Si è parlato spesso di ecoansia. Ce l’hai?

(Ride, ndr) Sì, abbastanza.

Domanda stupida, scusa.

Be’, non farei quello che faccio se non fossi terribilmente preoccupata.

I tuoi ti sostengono?

Vivo con mia madre, posso confrontarmi con lei ed è preoccupata per me. Ma lo capisco: un’altra delle conseguenze di ciò che faccio è questa, il dover dare un ulteriore peso alla mia famiglia - utilizzo questa parola solo perché a conti fatti è fonte di preoccupazione. Mia madre però è cosciente della gravità della situazione, intendo quella climatica, e per questo non mi impedisce di fare ciò che faccio.

Riesci a immaginarlo, il tuo futuro? Come ti vedi tra trent’anni?

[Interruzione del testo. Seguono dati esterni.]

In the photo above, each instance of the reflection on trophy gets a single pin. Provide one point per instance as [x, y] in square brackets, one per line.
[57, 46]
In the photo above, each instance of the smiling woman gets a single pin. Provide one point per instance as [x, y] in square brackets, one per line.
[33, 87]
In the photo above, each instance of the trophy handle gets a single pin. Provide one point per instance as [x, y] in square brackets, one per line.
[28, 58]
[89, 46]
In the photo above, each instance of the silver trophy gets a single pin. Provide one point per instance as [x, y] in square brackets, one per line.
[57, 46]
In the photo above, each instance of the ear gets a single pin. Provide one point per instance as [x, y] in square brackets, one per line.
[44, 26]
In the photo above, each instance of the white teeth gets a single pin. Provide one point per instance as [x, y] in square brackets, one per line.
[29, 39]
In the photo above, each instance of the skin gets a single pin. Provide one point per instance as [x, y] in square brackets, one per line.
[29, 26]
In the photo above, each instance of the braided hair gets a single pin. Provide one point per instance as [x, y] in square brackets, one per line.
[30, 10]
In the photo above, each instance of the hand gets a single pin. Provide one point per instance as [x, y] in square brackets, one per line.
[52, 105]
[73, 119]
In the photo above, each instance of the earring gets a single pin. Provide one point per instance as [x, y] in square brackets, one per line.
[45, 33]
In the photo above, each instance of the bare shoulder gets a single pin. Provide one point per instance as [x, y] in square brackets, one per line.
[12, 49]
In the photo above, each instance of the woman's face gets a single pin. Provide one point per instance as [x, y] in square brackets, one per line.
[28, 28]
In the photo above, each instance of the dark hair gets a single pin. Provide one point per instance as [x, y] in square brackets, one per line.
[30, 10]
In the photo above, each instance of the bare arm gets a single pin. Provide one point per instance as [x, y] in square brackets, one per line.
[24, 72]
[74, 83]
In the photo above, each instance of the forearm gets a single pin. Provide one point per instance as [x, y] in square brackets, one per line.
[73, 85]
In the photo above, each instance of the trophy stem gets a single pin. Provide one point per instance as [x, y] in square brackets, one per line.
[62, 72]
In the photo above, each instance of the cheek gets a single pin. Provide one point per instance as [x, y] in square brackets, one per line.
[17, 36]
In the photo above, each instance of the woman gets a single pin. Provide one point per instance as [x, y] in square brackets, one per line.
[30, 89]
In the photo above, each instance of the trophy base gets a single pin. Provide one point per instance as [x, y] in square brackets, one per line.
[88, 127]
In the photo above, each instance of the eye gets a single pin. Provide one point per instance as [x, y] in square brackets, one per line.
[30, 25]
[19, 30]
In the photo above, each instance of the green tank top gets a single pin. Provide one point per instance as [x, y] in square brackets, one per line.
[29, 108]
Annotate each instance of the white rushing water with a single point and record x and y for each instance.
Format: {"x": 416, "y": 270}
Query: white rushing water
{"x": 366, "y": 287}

Aiuto! Sinceramente non lo so, per adesso è difficile immaginare qualcosa del genere. Lo scenario che ci si apre davanti è troppo complesso e, per certi versi, nero. Nutro comunque la speranza che le cose cambieranno, e che un futuro io e quelli della mia generazione l’avremo.

Ti va di raccontarmi com’è andata quel giorno davanti al Senato?

È stata un’azione particolarmente ansiogena. Era un palazzo del potere quello con cui avevamo a che fare: le conseguenze ci spaventavano, e non poco. In questi ultimi mesi, però, abbiamo visto un cambio di rotta, come dicevo prima - sia nei commenti online sotto i post che ci riguardavano, sia nell’aumentare delle persone che si aggiungono pian piano a Ultima Generazione, sia anche nel modo di gran parte dei giornali di parlare di noi. Ci siamo detti che forse, forse, qualcosa sta cambiando finalmente e che non è il momento di avere paura. Così abbiamo agito. Non ci aspettavamo neanche di riuscire a farlo, in realtà - eravamo convinti che la polizia ci avrebbe bloccati prima. Da un punto di vista pratico è stato semplice: nei giorni precedenti abbiamo reperito il materiale - vernice rigorosamente lavabile con acqua -, ci siamo incontrati a Roma e quella mattina abbiamo agito. Niente di eccezionale.

Quanti eravate?

Cinque. Le tre persone che hanno imbrattato i muri, e poi io e un’altra ragazza con dei ruoli di supporto.

Hai avuto paura?

Ero nervosa. E sì, anche spaventata dalle conseguenze. Sentivo però di essere nel giusto, e questo per me è tutto ciò che conta.

Lo rifaresti?

Sì. Come dicevo, so di essere nel giusto.

C’è qualcosa che vorresti dire alla classe dirigente?

Di prendere sul serio la questione climatica. Di smettere di fare quello che è certo e provato ci stia portando al collasso. L’Onu ha detto che continuare a investire nei fossili è una follia, università prestigiose che in Italia utilizzare per la maggiore fonti di energia rinnovabile è possibile. Dunque cosa stiamo aspettando, di toccare il fondo? Be’, il fondo potrebbe essere già questo in cui viviamo. Il tempo sta scadendo.